Remote monitoring can address these issues, what I call the Early Benefits of remote monitoring:

No waiting:

  • Data is entered on paper, hopefully, by the conscientious operators. Those sheets are collected, and it might take a couple days to be entered by office staff into Excel. Then it eventually gets to the manager or owner a week or two later.
  • With remote monitoring there’s no waiting. It is real-time. You can see a machine and operator is down when they should be producing and immediately walk over to see what’s going on. The alternative is asking “what happened last week when….?” and no one will be able to remember.


  • The amount of data is also an issue. Operators don’t have much time to record much data, nor do maintenance staff.
  • With remote monitoring it’s not an issue. You can have all the data you want. But of course, you should be diligent and get and process only the data you really need.


  • With humans involved, and I’m no exception, there’s the likelihood for data entry errors.
  • With remote monitoring there are no errors by humans in entering and re-entering the data. It’s coming straight from the source.

Now let’s kick it up a notch. Obviously over time you can continually look at current machine status, some trends or history of data, and then rely on humans to make decisions. But you and your staff can’t watch the charts around the clock to find issues. So, let’s add alerts and notifications.


You can setup certain conditions in an IoT platform to trigger alerts when one or more conditions are met. Some of the conditions we’ve seen are a machine is offline for more than 10 mins during a production period, temperature rises above a certain level, or total remaining life reaches a certain point, etc.

Those alerts can be email, text, on big screens on the plant wall, or even pushing messages or information into other systems, like creating a work order in a CMMS.

Now your staff don’t have to constantly watch the screens for changes and can be automatically notified when something out of the ordinary happens.


It’s also possible to move towards predicting the probability of certain events within a certain timeframe. You can pull data from the machines, and with some planning and forethought you can work with a solution provider like us to push data into a machine learning tool and build up some algorithms which will provide a predictive capability.

Combine the machine learning models with some alerts and then you’re really cooking with gas.
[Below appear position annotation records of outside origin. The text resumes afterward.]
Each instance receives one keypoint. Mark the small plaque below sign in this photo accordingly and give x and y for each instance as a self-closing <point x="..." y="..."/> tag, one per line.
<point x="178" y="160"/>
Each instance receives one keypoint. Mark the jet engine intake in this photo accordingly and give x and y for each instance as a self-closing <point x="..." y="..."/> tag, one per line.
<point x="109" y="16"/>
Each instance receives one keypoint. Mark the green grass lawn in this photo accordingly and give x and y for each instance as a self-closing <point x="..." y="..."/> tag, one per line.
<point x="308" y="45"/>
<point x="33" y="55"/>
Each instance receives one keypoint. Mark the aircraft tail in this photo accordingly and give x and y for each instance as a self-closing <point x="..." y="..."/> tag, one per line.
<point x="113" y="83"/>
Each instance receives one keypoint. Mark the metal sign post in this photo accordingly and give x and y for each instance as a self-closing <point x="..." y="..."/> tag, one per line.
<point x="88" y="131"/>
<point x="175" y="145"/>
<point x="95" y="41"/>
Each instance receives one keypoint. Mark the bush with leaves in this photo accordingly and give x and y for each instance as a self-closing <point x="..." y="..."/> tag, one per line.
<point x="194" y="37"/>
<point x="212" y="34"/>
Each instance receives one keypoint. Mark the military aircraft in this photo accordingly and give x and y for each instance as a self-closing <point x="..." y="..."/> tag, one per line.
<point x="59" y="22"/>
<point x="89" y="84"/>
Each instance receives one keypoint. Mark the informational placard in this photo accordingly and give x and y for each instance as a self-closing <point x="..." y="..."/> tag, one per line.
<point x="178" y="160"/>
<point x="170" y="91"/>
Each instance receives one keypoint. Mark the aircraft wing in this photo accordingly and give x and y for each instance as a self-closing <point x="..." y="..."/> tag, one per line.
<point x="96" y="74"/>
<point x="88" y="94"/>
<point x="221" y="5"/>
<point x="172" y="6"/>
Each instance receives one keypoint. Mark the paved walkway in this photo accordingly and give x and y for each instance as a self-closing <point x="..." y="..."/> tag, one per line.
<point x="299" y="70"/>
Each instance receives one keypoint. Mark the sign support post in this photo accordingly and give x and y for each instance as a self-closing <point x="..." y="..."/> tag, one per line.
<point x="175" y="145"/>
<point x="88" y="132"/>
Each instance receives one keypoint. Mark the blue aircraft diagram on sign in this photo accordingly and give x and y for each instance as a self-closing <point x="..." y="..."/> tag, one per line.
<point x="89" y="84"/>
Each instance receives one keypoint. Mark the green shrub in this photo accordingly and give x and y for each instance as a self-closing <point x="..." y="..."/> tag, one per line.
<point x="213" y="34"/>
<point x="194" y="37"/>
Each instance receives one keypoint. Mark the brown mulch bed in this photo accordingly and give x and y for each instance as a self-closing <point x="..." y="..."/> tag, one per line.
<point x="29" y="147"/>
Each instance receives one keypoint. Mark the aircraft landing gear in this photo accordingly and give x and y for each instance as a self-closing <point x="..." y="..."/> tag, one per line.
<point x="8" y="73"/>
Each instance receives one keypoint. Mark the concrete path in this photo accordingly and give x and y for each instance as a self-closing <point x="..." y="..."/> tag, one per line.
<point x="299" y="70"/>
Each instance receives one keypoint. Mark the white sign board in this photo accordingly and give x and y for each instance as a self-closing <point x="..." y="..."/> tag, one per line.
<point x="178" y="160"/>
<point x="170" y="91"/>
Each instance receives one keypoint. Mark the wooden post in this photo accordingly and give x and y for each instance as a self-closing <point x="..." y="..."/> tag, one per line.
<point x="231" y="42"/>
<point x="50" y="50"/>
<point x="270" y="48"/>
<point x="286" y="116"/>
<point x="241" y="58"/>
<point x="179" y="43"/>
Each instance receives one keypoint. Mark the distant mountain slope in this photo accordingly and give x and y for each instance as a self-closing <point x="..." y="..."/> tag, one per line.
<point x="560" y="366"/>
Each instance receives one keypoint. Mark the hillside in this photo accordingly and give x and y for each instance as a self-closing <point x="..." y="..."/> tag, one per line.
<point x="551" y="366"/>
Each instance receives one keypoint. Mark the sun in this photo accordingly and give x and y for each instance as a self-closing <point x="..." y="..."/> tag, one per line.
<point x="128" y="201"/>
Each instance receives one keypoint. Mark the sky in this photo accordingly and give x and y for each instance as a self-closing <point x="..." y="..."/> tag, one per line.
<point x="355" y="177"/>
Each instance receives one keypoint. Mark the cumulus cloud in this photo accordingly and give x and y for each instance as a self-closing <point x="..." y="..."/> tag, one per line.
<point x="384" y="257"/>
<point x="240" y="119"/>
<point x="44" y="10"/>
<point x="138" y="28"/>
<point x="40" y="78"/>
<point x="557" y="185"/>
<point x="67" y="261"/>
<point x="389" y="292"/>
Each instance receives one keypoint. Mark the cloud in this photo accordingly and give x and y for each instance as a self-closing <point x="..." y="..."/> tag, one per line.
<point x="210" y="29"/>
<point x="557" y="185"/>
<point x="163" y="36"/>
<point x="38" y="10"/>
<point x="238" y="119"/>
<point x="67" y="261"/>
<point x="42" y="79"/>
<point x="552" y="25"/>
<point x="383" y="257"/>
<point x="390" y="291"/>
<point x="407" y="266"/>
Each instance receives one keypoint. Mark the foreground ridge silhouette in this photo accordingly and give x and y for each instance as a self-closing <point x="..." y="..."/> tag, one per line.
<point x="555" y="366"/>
How can all of this be valuable, here’s a quick review:

  • Monitoring: Have more data that is accurate and real-time. Allows for faster decision making, and less guessing.
    • Real-time data can improve efficiencies by as much as 20%
    • Real-time data, on its own, without other capabilities, can also prove a 5-8% productivity improvement
  • Alerts: Alerts allow you and your team to be right on top of situations as soon as they happen. This can prevent very expensive catastrophic failures and keep the asset up and running productively.
  • Predictive: You can get notifications of potential issues early, before they happen, further increasing the savings of maintenance and service, as well as further improving quality and production.

Here’s a quick story on a remote monitoring solution that is providing big value to the end client.

Recently we finished a project with a big press. Customer has had problems identifying when they need to perform maintenance on the press. The press is very big and experiences extreme levels of strain in certain on the equipment.

So we worked with the customer’s team to connect strain gauges to the press, and monitor the frequency of use and the stress data. We also setup the ThingWorx IoT software platform to calculate an estimated remaining life based on amount of usage and levels of strain experienced by the components of the press.

Now the customer can see well ahead of time when maintenance should be performed on the press based on usage and actual status of the components on the press.

This is preventing significant downtime which for them is incredibly expensive.